Gluten et syndrome de l’intestin irritable : faut-il vraiment le supprimer ?

« Faut-il supprimer le gluten lorsqu’on souffre d’un syndrome de l’intestin irritable ? »

C’est la question que m’a posée Selma, une jeune ostéopathe régulièrement confrontée à des patients souffrant de troubles digestifs fonctionnels. Elle m’expliquait conseiller systématiquement à ses patients atteints de SII d’exclure le gluten de leur alimentation, et souhaitait savoir ce que j’en pensais.

La question est intéressante, car elle reflète une idée largement répandue aujourd’hui : le gluten serait responsable de nombreux troubles digestifs.

La réalité est un peu plus nuancée.

Les deux situations où le gluten pose réellement problème

Le gluten peut provoquer des symptômes digestifs dans deux situations bien précises.

La maladie cœliaque

La maladie cœliaque est une maladie auto-immune.

Chez les personnes concernées, la consommation de gluten déclenche une réaction immunitaire qui endommage la muqueuse de l’intestin grêle. Les villosités intestinales se détruisent progressivement, ce qui entraîne une malabsorption des nutriments.

Dans ce cas, l’exclusion du gluten doit être totale et définitive.

La sensibilité au gluten non cœliaque

Certaines personnes présentent ce que l’on appelle une sensibilité au gluten non cœliaque.

Il ne s’agit pas d’une maladie auto-immune, mais d’une hypersensibilité digestive ou systémique au gluten.

Les symptômes peuvent être :

ballonnements
douleurs digestives
fatigue
maux de tête
troubles de la concentration.

Dans cette situation, une réduction du gluten peut parfois suffire à améliorer les symptômes.

Le syndrome de l’intestin irritable : un autre mécanisme

Dans le syndrome de l’intestin irritable (SII), le problème n’est généralement pas le gluten lui-même.

Les recherches actuelles montrent que les symptômes sont plus souvent liés à une sensibilité à certains glucides fermentescibles, appelés FODMAP.

Les FODMAP regroupent plusieurs types de sucres :

fructanes
galactanes
lactose
fructose en excès
polyols comme le sorbitol ou le mannitol.

Ces glucides peuvent être mal absorbés dans l’intestin grêle.
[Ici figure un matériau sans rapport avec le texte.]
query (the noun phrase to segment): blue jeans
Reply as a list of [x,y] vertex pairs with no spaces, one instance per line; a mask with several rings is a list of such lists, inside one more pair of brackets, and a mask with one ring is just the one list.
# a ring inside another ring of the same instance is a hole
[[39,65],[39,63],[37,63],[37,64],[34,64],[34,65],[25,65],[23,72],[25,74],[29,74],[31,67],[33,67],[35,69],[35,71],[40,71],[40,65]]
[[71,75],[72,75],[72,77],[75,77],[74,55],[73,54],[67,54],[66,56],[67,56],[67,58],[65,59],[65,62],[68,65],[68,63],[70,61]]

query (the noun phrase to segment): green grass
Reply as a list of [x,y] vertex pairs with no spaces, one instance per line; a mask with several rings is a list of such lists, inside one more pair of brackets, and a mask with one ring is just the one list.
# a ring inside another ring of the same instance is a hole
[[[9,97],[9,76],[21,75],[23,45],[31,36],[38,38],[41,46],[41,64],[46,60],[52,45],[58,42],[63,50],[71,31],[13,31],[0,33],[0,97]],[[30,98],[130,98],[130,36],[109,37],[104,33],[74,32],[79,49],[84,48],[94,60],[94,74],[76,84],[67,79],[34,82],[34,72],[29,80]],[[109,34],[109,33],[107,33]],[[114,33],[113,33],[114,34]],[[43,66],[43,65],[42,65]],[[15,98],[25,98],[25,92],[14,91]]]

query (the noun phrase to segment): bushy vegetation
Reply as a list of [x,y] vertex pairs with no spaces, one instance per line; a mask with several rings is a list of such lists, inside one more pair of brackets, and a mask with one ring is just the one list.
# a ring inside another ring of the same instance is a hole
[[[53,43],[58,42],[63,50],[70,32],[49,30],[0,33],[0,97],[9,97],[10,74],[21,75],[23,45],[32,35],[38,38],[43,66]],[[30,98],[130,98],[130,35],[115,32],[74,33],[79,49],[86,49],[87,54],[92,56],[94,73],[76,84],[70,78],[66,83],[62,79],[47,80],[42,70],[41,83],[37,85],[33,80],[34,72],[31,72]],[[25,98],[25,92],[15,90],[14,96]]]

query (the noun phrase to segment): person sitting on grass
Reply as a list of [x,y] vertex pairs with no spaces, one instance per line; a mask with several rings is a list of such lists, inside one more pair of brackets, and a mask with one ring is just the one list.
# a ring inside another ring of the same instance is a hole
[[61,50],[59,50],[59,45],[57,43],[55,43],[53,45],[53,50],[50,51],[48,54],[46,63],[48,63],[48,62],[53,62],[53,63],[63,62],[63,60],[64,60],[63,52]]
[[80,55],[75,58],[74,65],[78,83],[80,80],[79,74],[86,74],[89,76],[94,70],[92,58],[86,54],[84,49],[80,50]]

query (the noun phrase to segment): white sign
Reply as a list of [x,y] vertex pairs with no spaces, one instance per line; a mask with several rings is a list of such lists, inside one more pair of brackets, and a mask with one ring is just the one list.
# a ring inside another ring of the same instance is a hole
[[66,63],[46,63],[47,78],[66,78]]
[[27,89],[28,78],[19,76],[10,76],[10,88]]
Ils arrivent alors dans le côlon où ils sont fermentés par le microbiote intestinal, ce qui peut provoquer :

ballonnements
gaz
douleurs abdominales
troubles du transit.

Le rôle du blé et des fructanes

Le blé contient un type particulier de FODMAP : les fructanes.
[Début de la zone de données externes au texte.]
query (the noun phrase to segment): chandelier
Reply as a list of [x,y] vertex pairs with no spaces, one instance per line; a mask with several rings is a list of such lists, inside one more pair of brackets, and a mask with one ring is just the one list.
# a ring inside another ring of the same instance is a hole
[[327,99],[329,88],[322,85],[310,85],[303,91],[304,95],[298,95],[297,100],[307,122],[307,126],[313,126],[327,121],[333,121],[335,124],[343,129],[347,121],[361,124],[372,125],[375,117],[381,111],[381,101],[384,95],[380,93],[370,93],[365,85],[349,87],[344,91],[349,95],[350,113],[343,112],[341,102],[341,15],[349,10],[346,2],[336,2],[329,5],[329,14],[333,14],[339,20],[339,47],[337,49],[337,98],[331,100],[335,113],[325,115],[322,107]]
Lorsque certaines personnes arrêtent le gluten, elles arrêtent en réalité surtout de consommer du blé, ce qui réduit automatiquement leur apport en fructanes.

Or ce sont précisément ces fructanes qui peuvent déclencher des symptômes digestifs chez certaines personnes souffrant de SII.

Il est donc possible que l’amélioration observée lors d’un régime sans gluten soit en réalité liée à la réduction des fructanes, et non au gluten lui-même.

Pourquoi certaines personnes se sentent mieux sans gluten

Lorsqu’une personne supprime le gluten de son alimentation, elle modifie généralement plusieurs éléments de son régime alimentaire.

Elle remplace souvent les céréales à base de blé par d’autres sources d’amidon comme :

le riz
le quinoa
le sarrasin
le millet.

Ces aliments contiennent peu ou pas de FODMAP, ce qui peut contribuer à améliorer les symptômes digestifs.

Une stratégie progressive en cas de SII

Dans la prise en charge du syndrome de l’intestin irritable, il peut être pertinent de procéder par étapes.

Une première phase consiste souvent à simplifier l’alimentation pour réduire la charge digestive. Dans cette phase, certaines personnes choisissent de diminuer temporairement le gluten afin d’observer l’évolution des symptômes.

Si les troubles persistent, une approche plus ciblée sur les FODMAP peut être mise en place.

Cette stratégie permet d’identifier plus précisément les aliments responsables des symptômes.

À retenir

Le gluten n’est pas systématiquement responsable des symptômes du syndrome de l’intestin irritable.

Dans la majorité des cas, les troubles digestifs sont plutôt liés à certains glucides fermentescibles, notamment les fructanes présents dans le blé.

Toutefois, chaque personne possède une sensibilité digestive particulière. Une approche individualisée reste donc la plus pertinente pour identifier les aliments réellement problématiques.